At first glance, Refinery29's debut money diary seemed fairly mundane — a designer buying pizza, beauty products, and cat food. Then the diarist emailed an hour later with an addendum: “I forgot to add some stuff,” she wrote. “1 a.m. — We do some cocaine. I don't know how much drugs are supposed to cost but I heard coke is pricey.” Welcome to what The New Yorker calls the most “lurid corner of the internet.”
The initial goal of this project was to show how everyday women spent their everyday salaries — but in the end, it actually put on display how our readers (a.k.a. you) felt about women earning and spending money as they please. It's been eye-opening. At first, we were struck by how judgmental the commenters were (see: what happens when boyfriends pay for things) — but we've found the community that has sprung up around the series to be as diverse and complicated as the diaries we feature. An OP might be struggling, or making mistakes, or absolutely thriving — regardless, the community will have an opinion. They cheer them on, offer advice, and call them out when they make mistakes (see the OP who thought avocados ripen in the fridge — FYI: they don’t). The series has raised a lot of questions about what it means to be independent, self-made, and successful, and that's a worthy discussion.
Tell me about your first reaction when you re-read your diary two years ago.
I remembered the comments more than I remembered what I wrote, so re-reading it, I’m kind of surprised at the types of comments I got. It doesn’t seem like I gave enough material to warrant that much reaction.
What comments do you remember?
Definitely the ones about the drugs. I’m not someone who does drugs a lot, and I was just experimenting, and I definitely haven’t escalated since. But I’m glad I was honest. I was just taken aback by the tone of the comments. Like, I don’t think the commenters were against drug use, but more against the fact that I mentioned it. Maybe because it was the first diary, and they thought the purpose was to be exemplary.

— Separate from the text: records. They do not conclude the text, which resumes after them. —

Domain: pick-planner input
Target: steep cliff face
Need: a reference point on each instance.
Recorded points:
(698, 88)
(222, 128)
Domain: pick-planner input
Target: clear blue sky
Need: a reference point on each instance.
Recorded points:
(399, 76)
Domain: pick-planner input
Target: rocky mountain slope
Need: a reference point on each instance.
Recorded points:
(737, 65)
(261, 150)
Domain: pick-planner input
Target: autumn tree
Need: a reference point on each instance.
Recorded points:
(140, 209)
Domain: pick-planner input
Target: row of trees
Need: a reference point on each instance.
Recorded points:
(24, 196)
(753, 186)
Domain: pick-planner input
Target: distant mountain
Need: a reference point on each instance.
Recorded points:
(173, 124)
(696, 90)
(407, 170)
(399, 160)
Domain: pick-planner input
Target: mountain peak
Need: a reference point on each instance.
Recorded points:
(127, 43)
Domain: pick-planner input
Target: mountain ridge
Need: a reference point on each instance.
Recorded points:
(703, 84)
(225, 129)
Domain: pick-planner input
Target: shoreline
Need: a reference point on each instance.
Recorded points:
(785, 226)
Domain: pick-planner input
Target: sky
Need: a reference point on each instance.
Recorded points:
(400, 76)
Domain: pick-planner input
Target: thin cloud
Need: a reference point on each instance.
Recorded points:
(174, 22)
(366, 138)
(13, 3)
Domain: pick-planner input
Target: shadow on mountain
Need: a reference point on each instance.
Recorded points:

Do you think you’re the same person as you were two years ago?
A fair amount has changed but I definitely stress about work still. It’ll probably continue to be something I try to relax more about. I would say I’ve gotten better at integrating my social life throughout a week, especially when I can see I’m not in a good place emotionally. I’ve tried to create more of a work-life balance, or a stress-friend balance, I guess.
Was that not something you did before?
I think I isolated myself more before. I’d definitely just go straight home, zone out and watch things on Netflix. When I was younger, the main reaction I had to the stressful things going on in my life was buying a pizza and going on a lot of dates. Two years later, I had stressful stuff going on, too, but instead I saw my friends, had meaningful conversations, and explored my neighbourhood.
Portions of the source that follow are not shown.